The shaded area shows the site of lesion in Parinaud's syndrome

Image: “The shaded area shows the site of lesion in Parinaud’s syndrome.” by Madhero88 – Own work. License: CC BY-SA 3.0

  • Paralysis of the upward gaze while downward gaze is preserved
  • Retraction of eyelid, also known as Collier’s sign
  • Setting-sun sign’ which is the conjugate downward gaze
  • Pseudo-Argyll Robertson pupils, i.e., pupils do not react to light but may accommodate
  • See-saw nystagmus
  • The condition is often associated with bilateral papilledema.

A thorough work up of the causes of this syndrome through neuro-imaging such as MRI brain is essential before proceeding to any management plan.

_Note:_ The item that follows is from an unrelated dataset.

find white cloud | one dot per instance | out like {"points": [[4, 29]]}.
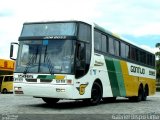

It needs to be differentiated from other clinical conditions such as pineal cyst, Niemann-Pick disease, Wilson’s disease and hydrocephalus.

Weber’s Syndrome

webers syndrome site of lesion

Image: “The shaded area shows the site of lesion in Weber’s syndrome.” by Madhero88 – Own work. License: CC BY-SA 3.0

It is usually caused by a unilateral lesion in the midbrain due to occlusion of the paramedian branches of the basilar artery. The structures of the midbrain affected with their presenting symptoms are as follows:

  • Substantia nigra causing contralateral movement disorders (Parkinsonism) as the dopaminergic fibers innervate the contralateral hemisphere motor area
  • Corticospinal fibers causing contralateral hemiparesis and upper motor neuron signs
  • Corticobulbar tract resulting in contralateral facial muscles weakness and hypoglossal nerve dysfunction
  • Occulomotor nerve fibers causing ipsilateral occulomotor nerve palsy. There’s diplopia due to fixed wide pupil pointing down and out along with drooping of eyelid.

The infants born with the Weber’s syndrome may develop convulsive disorders during the first year of their lives. They have lower intellect and become resistant to the treatment.

They have a large port-wine stain on the forehead and on one upper eyelid due to abundance of capillaries over the ophthalmic branch of the trigeminal nerve.

Other symptoms include developmental delays and increased intra-ocular pressure causing glaucoma.

Treatment options for Weber’s syndrome

  • Laser treatment to remove port-wine birth mark
  • Anticonvulsant drugs to treat the seizure disorders
  • Monitoring of glaucoma and surgical intervention if required
  • Physical therapy for muscle weakness and educational therapy for the patients with mental delays
  • Brain surgery for the removal of affected parts.